The statistic of stillbirth is 1 in 160, but the doctor told me for my race and age it was 1 in 1,000.  I can’t believe it.  It’s so unfair, so unjust, it makes me so mad.  It just takes 1.  We were the 1.  For every statistic and risk that is in my future, I will always think of the 1.  Will that 1 be us again? 1 in 160, 1 in 1,000 or 1 in 10,000.  It doesn’t matter what the statistic is, there is always 1.  I lost my naivety about the 1.  If there is 1, then it could be us.  Again.

Dear Quinn

I have no dates or times for these early entries – the days following Quinn’s arrival are a blur.

Dear Quinn, I close my eyes and see your beautiful face.  So peaceful and quiet.  I wait for your eyes to flutter and for your nose to wiggle.  I close my eyes and see you and R running around the house giggling and squealing in joy.  Then I am jolted from my dreamy thoughts in truth’s terror that you are gone.  I howl through the night, begging for it not to be true. 

Dear Quinn, you are perfect, so beautiful.  You look different than R, but so similar.  You have the same nose, the same dark blue eyes.  I held you so tight, and sang to you and rocked you.  I kissed you and nuzzled my nose to yours.  Did you feel it?  I howled when they took you from me.  When it was time to say goodbye, forever. 

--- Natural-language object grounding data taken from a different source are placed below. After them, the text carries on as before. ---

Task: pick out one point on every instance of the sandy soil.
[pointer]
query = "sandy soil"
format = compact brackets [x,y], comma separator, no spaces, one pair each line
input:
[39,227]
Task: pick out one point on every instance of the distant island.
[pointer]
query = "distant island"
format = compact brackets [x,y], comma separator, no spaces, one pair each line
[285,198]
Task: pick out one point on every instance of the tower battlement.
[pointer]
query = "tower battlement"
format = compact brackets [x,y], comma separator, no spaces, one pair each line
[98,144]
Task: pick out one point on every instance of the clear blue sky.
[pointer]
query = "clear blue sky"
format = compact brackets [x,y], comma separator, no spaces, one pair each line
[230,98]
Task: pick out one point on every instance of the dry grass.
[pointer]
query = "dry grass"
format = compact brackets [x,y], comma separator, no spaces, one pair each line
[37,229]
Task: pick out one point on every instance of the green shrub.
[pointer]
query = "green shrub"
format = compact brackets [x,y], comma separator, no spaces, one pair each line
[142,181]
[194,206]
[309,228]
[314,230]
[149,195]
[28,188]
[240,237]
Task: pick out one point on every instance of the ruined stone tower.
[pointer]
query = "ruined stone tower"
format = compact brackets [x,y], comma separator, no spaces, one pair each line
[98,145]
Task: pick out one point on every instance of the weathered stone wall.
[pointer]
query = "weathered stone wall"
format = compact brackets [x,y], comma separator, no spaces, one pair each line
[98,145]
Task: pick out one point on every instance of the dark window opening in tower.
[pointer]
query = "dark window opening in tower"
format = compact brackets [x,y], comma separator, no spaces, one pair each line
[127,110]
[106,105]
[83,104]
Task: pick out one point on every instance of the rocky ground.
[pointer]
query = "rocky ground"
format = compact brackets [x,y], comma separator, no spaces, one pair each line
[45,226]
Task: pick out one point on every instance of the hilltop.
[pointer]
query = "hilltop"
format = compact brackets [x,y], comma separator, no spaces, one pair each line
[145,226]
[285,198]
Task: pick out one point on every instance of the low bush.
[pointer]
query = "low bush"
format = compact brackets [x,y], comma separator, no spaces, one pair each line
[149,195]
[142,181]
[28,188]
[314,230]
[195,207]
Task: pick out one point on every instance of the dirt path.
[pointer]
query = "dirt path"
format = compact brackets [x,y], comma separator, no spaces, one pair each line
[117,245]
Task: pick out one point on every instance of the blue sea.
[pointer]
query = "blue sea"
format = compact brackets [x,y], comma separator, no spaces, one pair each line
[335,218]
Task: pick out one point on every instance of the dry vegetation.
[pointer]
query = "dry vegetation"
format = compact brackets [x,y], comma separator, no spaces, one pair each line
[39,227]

Dear Quinn, one day, we will meet you in heaven, hold you, and care for you.  Until then, our love for you is fierce and raw.  You are held tightly in our hearts and spirits.  We mourn you.  We miss you. We love you.  We celebrate you.

My dear, sweet Quinn, you left this world in innocence and purity.  My angel.  The only world you knew was inside of me.  Sleep peacefully, my angel.  I grew you for 40 weeks, and missed you by 48 hours only.  How I yearn for you.